I am learning elm-ui and decided to make something fun. This is a classic snake game created with elm-ui. Just to give it a boost, this version has the food replenished in batches, not one by one.
The game is over if the snake bites itself or it hits
the wall.
Snake grows with each chomp.
The longer the snake, the faster it moves.
The game is controlled only from keyboard, so please make sure you have focus
on the game page. Or just focus on it by clicking the start screen.
You can tweak the Config to change the game defaults.
Thanks, Brian. I like to start with these toy projects. They are not overly complex, yet they provide a good fun start for those new to the language.
I have just posted this in #gamedev on Slack.

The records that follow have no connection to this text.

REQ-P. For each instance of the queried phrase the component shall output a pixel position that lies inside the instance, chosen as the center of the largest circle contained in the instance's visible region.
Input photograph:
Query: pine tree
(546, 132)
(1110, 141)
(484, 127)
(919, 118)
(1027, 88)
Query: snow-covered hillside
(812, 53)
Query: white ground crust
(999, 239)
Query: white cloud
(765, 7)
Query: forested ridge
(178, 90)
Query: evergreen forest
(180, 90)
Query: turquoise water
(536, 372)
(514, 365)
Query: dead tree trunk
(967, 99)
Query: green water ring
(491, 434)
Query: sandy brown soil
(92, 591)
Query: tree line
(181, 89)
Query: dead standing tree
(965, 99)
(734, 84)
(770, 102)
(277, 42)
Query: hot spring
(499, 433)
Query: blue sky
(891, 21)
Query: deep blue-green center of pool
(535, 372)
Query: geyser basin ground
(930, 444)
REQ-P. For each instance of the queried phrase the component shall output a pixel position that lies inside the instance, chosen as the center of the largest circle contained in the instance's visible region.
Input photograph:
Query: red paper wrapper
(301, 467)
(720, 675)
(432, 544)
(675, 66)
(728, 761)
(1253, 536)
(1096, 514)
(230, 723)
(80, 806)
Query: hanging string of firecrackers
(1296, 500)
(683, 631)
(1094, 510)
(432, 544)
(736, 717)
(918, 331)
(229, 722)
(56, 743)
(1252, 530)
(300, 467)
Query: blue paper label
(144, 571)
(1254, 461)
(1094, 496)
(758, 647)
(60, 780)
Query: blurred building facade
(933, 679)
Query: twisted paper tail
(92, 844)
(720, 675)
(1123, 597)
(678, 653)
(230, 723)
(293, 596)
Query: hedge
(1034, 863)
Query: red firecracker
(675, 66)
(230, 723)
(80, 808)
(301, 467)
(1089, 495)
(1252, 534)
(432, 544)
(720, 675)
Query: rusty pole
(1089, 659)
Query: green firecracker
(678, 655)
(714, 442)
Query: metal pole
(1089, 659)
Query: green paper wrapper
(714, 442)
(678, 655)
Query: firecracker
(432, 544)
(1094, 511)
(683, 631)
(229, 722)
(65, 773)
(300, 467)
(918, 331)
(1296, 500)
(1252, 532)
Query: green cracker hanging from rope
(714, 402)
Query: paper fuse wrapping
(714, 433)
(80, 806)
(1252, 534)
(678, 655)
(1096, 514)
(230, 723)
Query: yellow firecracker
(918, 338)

Is it a design choice that pressing in the opposite direction you’re traveling is an instant game over? I prefer the “pressing opposite direction of travel does nothing” control strategy, meself.
EDIT: There is also a heavy enough input delay that a fast 180 (such as when going up, quickly press left then down) also gives a game over. It’s like all input goes into a buffer, with each input erasing the last input, until that buffer gets sampled at regular intervals.
I’d instead recommend a LIFO buffer where every game step pops one input event off the buffer. Then validity of input (such as ignoring input in reverse direction to current travel) check would happen on pop.
Elm is meant to be easy to refactor and modify on the fly, this might give one an opportunity to discern how true that is.